When Benfica take to the Amsterdam Arena turf tonight, the curse of Bela Guttmann will be hanging heavily over the Aguias' players, coach and supporters alike. Bela Guttmann was one of the most influential and interesting figures in the history of the game and his story is worth retelling on the night of Benfica's ;atest attempt to win a continental trophy. Born far away from Lisbon, to a Jewish family in Budapest, Guttmann was originally part of the MTK Hungária team which domintaed the pre-war Hunagrian league. After winning multiple titles, he emigrated for Austria to escape the increasing anti-semitism of the Admiral Horthy regime, where he joined the all-Jewish SC Hakoah Wien. During a 1926 tour of the United States, Guttmann seized the opportunity to escape an increasingly divided Europe by settling in New York, where he lived the highlife, opening a speakeasy while playing for the New York Giants in the American Soccer League. As it turned out, not everything went Guttmann's way and he lost nearly everything he owned in the 1929 Wall Street Crash.

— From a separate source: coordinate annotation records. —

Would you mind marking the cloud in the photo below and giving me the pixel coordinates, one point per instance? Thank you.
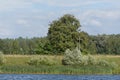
(8, 5)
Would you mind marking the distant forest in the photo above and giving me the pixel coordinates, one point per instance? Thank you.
(63, 34)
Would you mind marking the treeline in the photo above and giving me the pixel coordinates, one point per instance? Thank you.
(100, 44)
(63, 34)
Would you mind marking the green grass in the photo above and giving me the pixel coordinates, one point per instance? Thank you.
(18, 64)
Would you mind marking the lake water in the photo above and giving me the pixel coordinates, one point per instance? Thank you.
(57, 77)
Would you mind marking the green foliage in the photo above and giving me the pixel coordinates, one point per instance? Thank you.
(2, 59)
(76, 58)
(63, 33)
(38, 61)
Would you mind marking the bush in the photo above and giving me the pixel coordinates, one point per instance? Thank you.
(72, 57)
(2, 59)
(42, 60)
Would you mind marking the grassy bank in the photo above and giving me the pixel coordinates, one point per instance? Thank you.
(18, 64)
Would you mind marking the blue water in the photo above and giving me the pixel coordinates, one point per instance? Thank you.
(58, 77)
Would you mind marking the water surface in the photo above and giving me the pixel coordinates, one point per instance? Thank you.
(57, 77)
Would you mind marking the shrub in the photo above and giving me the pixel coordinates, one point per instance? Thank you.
(42, 60)
(72, 57)
(2, 59)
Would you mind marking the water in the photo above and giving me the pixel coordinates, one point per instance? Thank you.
(58, 77)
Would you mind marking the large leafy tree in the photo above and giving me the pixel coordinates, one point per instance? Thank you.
(63, 33)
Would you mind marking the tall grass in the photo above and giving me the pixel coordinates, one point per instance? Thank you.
(18, 64)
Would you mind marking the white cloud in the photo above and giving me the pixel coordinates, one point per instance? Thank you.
(6, 5)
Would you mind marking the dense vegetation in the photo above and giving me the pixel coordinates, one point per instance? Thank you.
(19, 64)
(100, 44)
(63, 34)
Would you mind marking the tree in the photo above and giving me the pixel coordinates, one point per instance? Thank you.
(63, 33)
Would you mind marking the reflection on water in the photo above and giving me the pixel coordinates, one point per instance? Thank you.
(58, 77)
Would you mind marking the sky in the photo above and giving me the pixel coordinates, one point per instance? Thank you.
(31, 18)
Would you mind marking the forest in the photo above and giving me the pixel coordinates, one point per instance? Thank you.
(63, 34)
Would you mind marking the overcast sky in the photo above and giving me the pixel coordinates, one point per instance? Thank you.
(31, 18)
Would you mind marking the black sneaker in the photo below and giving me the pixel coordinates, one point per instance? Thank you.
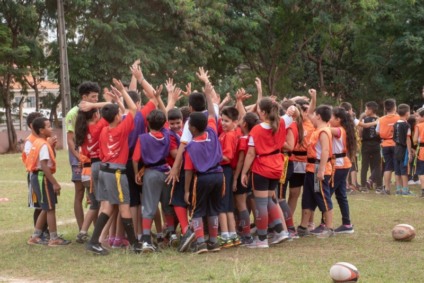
(136, 248)
(186, 239)
(82, 238)
(303, 232)
(96, 249)
(213, 247)
(198, 248)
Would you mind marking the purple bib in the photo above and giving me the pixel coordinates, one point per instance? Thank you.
(139, 128)
(207, 154)
(154, 151)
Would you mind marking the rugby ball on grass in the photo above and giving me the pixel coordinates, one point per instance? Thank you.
(344, 272)
(403, 232)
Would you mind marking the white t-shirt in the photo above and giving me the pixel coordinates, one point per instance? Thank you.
(186, 137)
(44, 155)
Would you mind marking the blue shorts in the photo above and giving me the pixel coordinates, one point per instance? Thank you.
(312, 199)
(76, 173)
(227, 201)
(43, 189)
(177, 192)
(135, 189)
(207, 194)
(261, 183)
(420, 167)
(389, 158)
(400, 168)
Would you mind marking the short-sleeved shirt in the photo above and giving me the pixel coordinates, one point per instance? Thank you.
(269, 159)
(188, 164)
(228, 141)
(114, 142)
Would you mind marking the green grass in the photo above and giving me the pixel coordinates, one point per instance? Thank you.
(371, 248)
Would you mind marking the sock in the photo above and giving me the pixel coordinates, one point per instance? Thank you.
(261, 217)
(100, 224)
(37, 233)
(129, 230)
(287, 213)
(225, 235)
(53, 235)
(274, 214)
(245, 222)
(36, 214)
(198, 229)
(213, 228)
(181, 213)
(170, 223)
(147, 226)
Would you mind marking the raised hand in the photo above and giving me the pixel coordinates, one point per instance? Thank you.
(203, 75)
(137, 73)
(169, 84)
(188, 90)
(118, 85)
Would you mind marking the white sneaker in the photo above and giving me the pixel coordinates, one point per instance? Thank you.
(280, 237)
(258, 244)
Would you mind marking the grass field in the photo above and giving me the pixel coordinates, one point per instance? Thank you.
(371, 248)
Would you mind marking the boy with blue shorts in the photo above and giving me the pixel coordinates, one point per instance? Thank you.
(402, 152)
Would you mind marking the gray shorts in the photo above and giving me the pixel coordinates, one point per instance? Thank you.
(113, 187)
(154, 190)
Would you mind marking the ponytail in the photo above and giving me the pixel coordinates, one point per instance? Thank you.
(271, 109)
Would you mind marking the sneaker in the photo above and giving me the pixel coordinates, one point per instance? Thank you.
(246, 240)
(258, 244)
(82, 238)
(198, 248)
(236, 241)
(326, 233)
(173, 241)
(293, 233)
(407, 193)
(96, 249)
(136, 248)
(226, 243)
(186, 239)
(213, 247)
(36, 241)
(280, 237)
(303, 232)
(147, 248)
(58, 242)
(344, 229)
(318, 230)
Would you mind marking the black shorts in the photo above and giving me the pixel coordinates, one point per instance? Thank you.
(43, 189)
(282, 190)
(207, 194)
(261, 183)
(135, 189)
(227, 201)
(241, 189)
(312, 199)
(297, 180)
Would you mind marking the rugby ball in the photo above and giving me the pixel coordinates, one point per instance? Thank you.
(403, 232)
(344, 272)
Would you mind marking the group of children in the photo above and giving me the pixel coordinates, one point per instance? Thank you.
(209, 166)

His coaching career began in 1932 when he returned for Europe. He wandered Austria, the Netherlands and Hungary coaching wherever he could and earning a name as a mercenary. He is though to have said that no coach should ever spend more than three years at any one club. How Guttmann survived the war is unclear, but his brother became a victim of the concentration camps. In any case, after the war he worked in Romania - where he accepted payment in vegetables - before winning league titles in Hungary with a certain Ferenc Puskás in his team. He met with frequent success and even more frequent battles with boards and even insisted that a clause be inserted into his contracts that he could not be fired if he was top of the table after being fired by Milan when he was walking away with the league.
After coaching the legendary Honvéd side of the early fifties, which formed the backbone of the Mighty Magyars, Guttmann was once again on the road deciding not to return home after a tour of Brazil. He became coach of São Paulo, where he copperfastened his revolutionary 4-2-4 formation, which became the foundation for Brazil's first World Cup victory in 1958. Presumably becoming restless with yet more success though, Guttmann set sail for Portugal and the most successful period of his career.
He initially joined Porto, helping them to overcome a five point deficit in the league and their perennial rivals Benfica. As was Guttmann's wont though, he engineered a move to Benfica the very next season, where he sacked twenty first team players, promoted a string of youth teamers and promptly won back to back Portuguese titles in 1960 and 1961. Amongst these new prodigies was one Eusébio da Silva Ferreira. Guttmann was not just satisfied with European success either. He broke Real Madrid's European dominance, ending their run of five consecutive European Cups by beating Barcelona and then Real themselves in back to back finals. After the latter victory, a 5-3 crushing of a team that included Di Stéfano and Guttmann's former charge Puskas, Guttmann was presumably somewhat justified in asking for a payrise from the Benfica board. They refused and fired Guttmann. His parting gift to Benfica were these words: "Not in a hundred years from now will Benfica ever win a European Cup". Tonight's final in Amsterdam - the very city in which Guttmann beat Real Madrid - is Benfica's sixth since his departure. They have won none of the previous five.
1963 European Cup Final
Without Guttmann, his young Benfica side still managed to advance to a third consecutive European Cup final, although they were beaten 2-1 by a resolute Milan side, containing a young Giovanni Trapattoni.
1965 European Cup Final
Two years later Benfica reached yet another final, this time facing Helenio Herrera's disciplined Internazionale side. With home advantage on a rainy evening, the nerazzurri secured a second European crown with a 1-0 victory.
1968 European Cup Final
George Best was the inspiration for an extra-time victory for Manchester United, which condemned Benfica to a third final defeat in six years and only enhanced the legend of Bela Guttmann's curse.
1988 European Cup Final
Benfica's bitter rivals Porto had upset the odds in the previous year to defeat Bayern Munich and claim their first European Cup. This time Benfica faced an unfancied PSV side who had failed to win a game from the quarter finals onwards. Nevertheless after a 0-0 draw, Guus Hiddink's side won out on penalties.
1990 European Cup Final
The 1990 final was to be held in Vienna, the final resting place of Bela Guttmann. Before the game, Eusébio even visited his former coach#s grave to say a few prayers in an attempt to lift the curse. Nothing doing, Benfica went down to a Frank Rijkaard goal to nil.
Will Benfica lift the curse of Bela Guttmann tonight?